New Mexico, like many other states was forced to cut its education budget. “New Mexico is experiencing a budget deficit in education,” Maple said. But it’s not as dramatic as states hit harder by the recession such as Ohio, neighboring California and Michigan, for example, Maple said.
“The special education and Title I money is not used to offset all of the cuts that have happened in education as a whole,” Maple said.
Instead, the stimulus funds will beef up programs.
In April, the first 50 percent of each state’s Title I Recovery Act funds, disabilities education act funds and vocational rehabilitation funds were distributed to the states. The remaining 50 percent, or $11.37 billion, was supposed to hit the states Sept. 30, but now states will get the rest of the stimulus dollars for education Sept. 1, according to the U.S. Department of Education.

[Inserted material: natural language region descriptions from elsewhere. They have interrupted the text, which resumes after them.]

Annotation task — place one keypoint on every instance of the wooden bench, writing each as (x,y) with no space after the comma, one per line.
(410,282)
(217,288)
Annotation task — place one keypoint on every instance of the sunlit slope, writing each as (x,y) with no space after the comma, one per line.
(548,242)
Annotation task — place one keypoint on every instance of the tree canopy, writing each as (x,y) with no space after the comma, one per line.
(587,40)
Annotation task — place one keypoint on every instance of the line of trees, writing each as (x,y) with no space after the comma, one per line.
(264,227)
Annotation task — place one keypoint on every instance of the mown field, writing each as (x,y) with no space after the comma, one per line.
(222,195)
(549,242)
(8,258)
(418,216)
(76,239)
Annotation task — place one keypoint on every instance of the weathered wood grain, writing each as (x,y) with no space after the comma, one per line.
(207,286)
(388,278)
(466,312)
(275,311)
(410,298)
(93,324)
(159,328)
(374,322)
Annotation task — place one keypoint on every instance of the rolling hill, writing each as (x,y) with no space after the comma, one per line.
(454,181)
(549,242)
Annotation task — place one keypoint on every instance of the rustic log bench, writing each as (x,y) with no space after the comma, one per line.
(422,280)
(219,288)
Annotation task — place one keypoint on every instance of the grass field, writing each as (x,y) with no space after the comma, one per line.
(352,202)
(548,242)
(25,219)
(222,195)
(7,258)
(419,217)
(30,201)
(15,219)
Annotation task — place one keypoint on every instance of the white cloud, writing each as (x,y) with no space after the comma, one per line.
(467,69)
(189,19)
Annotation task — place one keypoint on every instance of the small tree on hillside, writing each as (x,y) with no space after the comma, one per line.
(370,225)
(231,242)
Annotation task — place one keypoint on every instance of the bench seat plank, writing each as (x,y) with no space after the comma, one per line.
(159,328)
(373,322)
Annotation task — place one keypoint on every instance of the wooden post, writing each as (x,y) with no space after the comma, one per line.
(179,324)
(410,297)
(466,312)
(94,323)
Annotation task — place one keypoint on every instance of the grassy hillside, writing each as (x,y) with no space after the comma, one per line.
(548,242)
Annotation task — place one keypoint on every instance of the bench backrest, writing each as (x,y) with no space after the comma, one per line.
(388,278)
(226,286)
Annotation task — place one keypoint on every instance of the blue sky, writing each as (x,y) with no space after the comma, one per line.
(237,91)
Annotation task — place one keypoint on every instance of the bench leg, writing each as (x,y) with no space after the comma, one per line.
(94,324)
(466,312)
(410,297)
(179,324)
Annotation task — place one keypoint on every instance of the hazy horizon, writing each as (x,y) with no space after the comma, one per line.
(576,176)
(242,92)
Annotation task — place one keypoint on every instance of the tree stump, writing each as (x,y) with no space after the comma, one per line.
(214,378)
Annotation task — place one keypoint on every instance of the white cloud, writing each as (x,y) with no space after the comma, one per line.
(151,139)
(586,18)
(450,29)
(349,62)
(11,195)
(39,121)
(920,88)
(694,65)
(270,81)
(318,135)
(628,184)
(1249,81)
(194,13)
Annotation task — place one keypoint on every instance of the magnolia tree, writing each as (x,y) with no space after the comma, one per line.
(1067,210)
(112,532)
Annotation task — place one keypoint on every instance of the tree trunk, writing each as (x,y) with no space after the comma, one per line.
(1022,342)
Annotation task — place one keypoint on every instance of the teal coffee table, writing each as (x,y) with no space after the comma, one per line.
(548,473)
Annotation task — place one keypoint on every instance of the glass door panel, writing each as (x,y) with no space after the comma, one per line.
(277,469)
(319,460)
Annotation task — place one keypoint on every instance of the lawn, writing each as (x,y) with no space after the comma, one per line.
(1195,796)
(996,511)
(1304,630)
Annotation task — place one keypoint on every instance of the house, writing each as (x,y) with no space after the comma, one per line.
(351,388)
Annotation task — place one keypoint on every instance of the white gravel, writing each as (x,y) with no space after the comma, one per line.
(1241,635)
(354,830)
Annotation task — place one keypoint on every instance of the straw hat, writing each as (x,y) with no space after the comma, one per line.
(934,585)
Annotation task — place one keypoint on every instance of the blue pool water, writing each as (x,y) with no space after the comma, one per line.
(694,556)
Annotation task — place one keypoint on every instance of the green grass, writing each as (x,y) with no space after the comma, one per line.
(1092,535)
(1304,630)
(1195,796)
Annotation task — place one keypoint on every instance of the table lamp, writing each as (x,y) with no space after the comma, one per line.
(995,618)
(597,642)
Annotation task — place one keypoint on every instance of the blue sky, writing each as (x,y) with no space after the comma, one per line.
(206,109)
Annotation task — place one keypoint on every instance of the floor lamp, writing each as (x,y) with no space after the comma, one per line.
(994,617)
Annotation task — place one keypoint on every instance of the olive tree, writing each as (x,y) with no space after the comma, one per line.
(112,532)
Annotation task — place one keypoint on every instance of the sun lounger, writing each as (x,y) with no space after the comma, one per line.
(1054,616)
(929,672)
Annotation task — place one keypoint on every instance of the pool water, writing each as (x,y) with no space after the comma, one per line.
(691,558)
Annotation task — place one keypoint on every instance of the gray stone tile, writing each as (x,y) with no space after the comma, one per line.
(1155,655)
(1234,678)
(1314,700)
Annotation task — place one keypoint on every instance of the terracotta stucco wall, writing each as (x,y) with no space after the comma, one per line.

The Title I funding for low-income students and the disabilities education act funding is designed for school districts to ramp up efforts to serve disadvantaged kids, said Maple. The sooner the school districts can have their share of the state’s money, the sooner those programs will get a boost, she said.
“There is an immediacy to being able to use this money effectively and wisely,” Maple said. “These two program areas will help close the achievement gap.”
The $5 billion in Title I funding hitting the states early will go to local educational agencies for schools that have many impoverished students who are at risk of not meeting education standards, according to a U.S. Department of Education press release.
The $6.1 billion in disabilities education act funding hitting the states early goes to programs helping students with disabilities, according to the release.
The $270 million in vocational rehabilitation funding is particularly for those with significant disabilities, the press release said.
In New Mexico, stimulus vocational rehabilitation dollars will help the state serve more clients, avoiding waiting lists when possible—something the state can do when it has more money for those types of programs.
“We can serve the client list without having to put them in an order of selection and serve the clients in a more timely manner,” Maple said.
The stimulus funding may come at just the right time, Maple said.
From an administrative angle, the end of September closes a quarter for New Mexico, so the earlier the state gets the money before Sept. 30, the less it has to deal with a huge waterfall of deadlines come the end of September.
So in this case, the earlier the money comes in, the better, Maple said.